Tyrosine Phosphorylation Regulates the Proteolytic Activation of Protein Kinase Cδ in Dopaminergic Neuronal Cells

• Published in: The Journal of biological chemistry Vol. 280; no. 31; p. 28721
• Main Authors: Siddharth Kaul, Vellareddy Anantharam, Yongjie Yang, Christopher J. Choi, Arthi Kanthasamy, Anumantha G. Kanthasamy
• Format: Journal Article
• Language: English
• Published: American Society for Biochemistry and Molecular Biology 05.08.2005
• ISSN: 0021-9258; 1083-351X
• DOI: 10.1074/jbc.M501092200

Oxidative stress is a key apoptotic stimulus in neuronal cell death and has been implicated in the pathogenesis of many neurodegenerative disorders, including Parkinson disease (PD).
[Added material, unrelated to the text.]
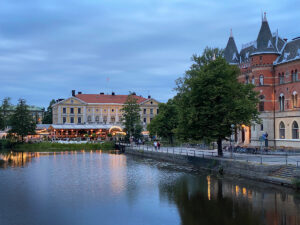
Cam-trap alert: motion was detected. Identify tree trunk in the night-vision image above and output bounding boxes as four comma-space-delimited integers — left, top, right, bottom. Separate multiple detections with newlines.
217, 138, 223, 156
Recently, we demonstrated that protein kinase C-δ (PKCδ) is an oxidative stress-sensitive kinase that can be activated by caspase-3-dependent proteolytic cleavage to induce apoptotic cell death in cell culture models of Parkinson disease (Kaul, S., Kanthasamy, A., Kitazawa, M., Anantharam, V., and Kanthasamy, A. G. (2003) Eur. J. Neurosci. 18, 1387-1401 and Kanthasamy, A. G., Kitazawa, M., Kanthasamy, A., and Anantharam, V. (2003) Antioxid. Redox. Signal. 5, 609-620). Here we showed that the phosphorylation of a tyrosine residue in PKCδ can regulate the proteolytic activation of the kinase during oxidative stress, which consequently influences the apoptotic cell death in dopaminergic neuronal cells. Exposure of a mesencephalic dopaminergic neuronal cell line (N27 cells) to H 2 O 2 (0-300 μ m ) induced a dose-dependent increase in cytotoxicity, caspase-3 activation and PKCδ cleavage. H 2 O 2 -induced proteolytic activation of PKC was δ mediated by the activation of caspase-3. Most interestingly, both the general Src tyrosine kinase inhibitor genistein (25 μ m ) and the p60 Src tyrosine-specific kinase inhibitor (TSKI; 5 μ m ) dramatically inhibited H 2 O 2 and the Parkinsonian toxin 1-methyl-4-phenylpyridinium-induced PKCδ cleavage, kinase activation, and apoptotic cell death. H 2 O 2 treatment also increased phosphorylation of PKCδ at tyrosine site 311, which was effectively blocked by co-treatment with TSKI. Furthermore, N27 cells overexpressing a PKCδ Y311F mutant protein exhibited resistance to H 2 O 2 -induced PKCδ cleavage, caspase activation, and apoptosis. To our knowledge, these data demonstrate for the first time that phosphorylation of Tyr-311 on PKCδ can regulate the proteolytic activation and proapoptotic function of the kinase in dopaminergic neuronal cells.